The bigger the variance, the more variability. However, because of the squaring that occurs in the numerator the variance is on scale all its own. The variance is therefore never plotted alongside the datae; this would be meaningless.
The variance of the frogarm mass data is
var(frogarms$mass)
18.2.2 Standard deviation (SD)
The variance is a bit hard to wrap you mind around; easier and much more frequently reported in practice is the standard deviation. The standard deviation is just the square root of the variance.
\[\sigma = \sqrt{\frac{\sum\limits_{i=1}^{n} \left(Y_{i} - \bar{Y}\right)^{2}} {n-1}}\]
Taking the square root of the variance puts it back into the same scale as the raw data. The standard deviation can therefore be plotted alongside the raw data or the mean.
THe standard deviation for the frogarm mass data is
or equivalently
sd(frogarms$mass)
Since the standard deviation is the square root of the variance, it is always smaller than the variance (Eg s < s^2)
The standard error (and the variance) are both measures of variation. They indicate the amount of variation that occurs in the raw data.
18.2.3 Optional: Testing the numerical equivalence of 2 values
The following is optional
We can confirm that 2 values are numerically equivalent using the == operator:
sqrt(var(frogarms$mass)) == sd(frogarms$mass)
End optional section
18.2.4 Standard error (SE)
The standard error is often neglected in elementary stats work but it is a central concept. The standard error is the standard deviation divided by the square root of the same size.

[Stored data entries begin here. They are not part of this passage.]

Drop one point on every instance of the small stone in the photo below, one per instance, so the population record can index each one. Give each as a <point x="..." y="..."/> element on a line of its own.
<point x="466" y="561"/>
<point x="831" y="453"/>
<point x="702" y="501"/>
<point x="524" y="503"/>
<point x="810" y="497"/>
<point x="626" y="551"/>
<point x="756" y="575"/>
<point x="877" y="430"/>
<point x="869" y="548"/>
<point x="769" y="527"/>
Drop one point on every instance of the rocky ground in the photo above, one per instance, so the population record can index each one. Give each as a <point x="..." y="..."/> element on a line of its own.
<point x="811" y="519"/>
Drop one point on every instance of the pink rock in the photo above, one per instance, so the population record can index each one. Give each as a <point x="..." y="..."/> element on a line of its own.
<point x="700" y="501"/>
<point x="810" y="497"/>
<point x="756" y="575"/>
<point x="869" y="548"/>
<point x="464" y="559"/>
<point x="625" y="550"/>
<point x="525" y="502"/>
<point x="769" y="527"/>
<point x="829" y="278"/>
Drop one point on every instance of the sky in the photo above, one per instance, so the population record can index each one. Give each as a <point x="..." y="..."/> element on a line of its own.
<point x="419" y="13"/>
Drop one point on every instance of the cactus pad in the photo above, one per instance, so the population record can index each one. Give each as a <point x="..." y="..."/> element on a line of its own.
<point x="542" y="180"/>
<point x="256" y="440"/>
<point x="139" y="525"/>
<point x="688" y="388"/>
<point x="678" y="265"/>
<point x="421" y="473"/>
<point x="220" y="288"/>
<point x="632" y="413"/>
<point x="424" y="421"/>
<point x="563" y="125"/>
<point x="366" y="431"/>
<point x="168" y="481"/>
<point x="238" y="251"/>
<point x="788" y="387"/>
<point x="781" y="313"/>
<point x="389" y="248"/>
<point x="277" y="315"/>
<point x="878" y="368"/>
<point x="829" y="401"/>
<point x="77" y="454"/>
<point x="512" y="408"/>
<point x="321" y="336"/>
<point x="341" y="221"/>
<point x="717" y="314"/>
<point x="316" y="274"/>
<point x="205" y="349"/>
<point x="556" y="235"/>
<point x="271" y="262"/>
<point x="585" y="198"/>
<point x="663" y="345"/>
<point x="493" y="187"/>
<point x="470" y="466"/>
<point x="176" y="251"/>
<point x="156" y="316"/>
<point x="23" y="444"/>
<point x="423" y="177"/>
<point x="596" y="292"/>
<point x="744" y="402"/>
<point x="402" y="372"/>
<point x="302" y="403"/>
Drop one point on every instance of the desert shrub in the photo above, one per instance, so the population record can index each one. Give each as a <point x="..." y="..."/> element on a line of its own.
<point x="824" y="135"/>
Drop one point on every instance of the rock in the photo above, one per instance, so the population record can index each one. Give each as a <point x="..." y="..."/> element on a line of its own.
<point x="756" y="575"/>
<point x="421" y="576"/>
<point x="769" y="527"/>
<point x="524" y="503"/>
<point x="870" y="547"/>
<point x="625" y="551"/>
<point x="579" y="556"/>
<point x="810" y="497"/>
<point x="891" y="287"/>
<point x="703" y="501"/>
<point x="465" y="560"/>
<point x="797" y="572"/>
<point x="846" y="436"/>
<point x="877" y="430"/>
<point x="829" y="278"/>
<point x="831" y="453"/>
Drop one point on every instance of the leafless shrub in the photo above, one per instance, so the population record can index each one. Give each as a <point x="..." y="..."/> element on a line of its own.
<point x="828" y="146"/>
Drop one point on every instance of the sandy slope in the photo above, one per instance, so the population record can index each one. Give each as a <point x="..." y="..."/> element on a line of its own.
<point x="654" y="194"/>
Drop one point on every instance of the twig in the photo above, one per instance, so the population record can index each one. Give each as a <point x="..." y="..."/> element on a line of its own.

\[SE = \frac{SD}{\sqrt{N}}\]
A very important thing about the standard error: it is not a measure of variation. It does not indicate how much variation there is in the raw data. The SE is an indication of precision. Specifically, it indicates how confident we are about our estimate of mean from the data. The SE does depend on the amount of variation in the data, but also depends on the sample size (n).
Base R does not have a function for the SE. We can calculate it like this
sd(frogarms$mass)/sqrt(length(frogarms$mass))
This is a bit dense, so we can break it up. First, assign the numerator and denominator to seperate R objects using the assignment operator <-.
frog.sd <- sd(frogarms$mass)
frog.n <- sqrt(length(frogarms$mass))
Then do the division
The standard error is frequently used as error bars for plots of means.
18.2.5 Confidence Interval (CI)
Confidence intervals are a deep topic in stats. We’ll just touch on them briefly. If you have calcualted the standard error (SE) you can approximate the 95% CI for a mean as
\[CI = 1.96*SE\]
That is, 1.96 (sometimes rounded just to 2.0) multipled by the SE. The 95% CI is argueably a better choice for an error bar around a mean than the SE (better yet plot both, which down the road we’ll show how to do).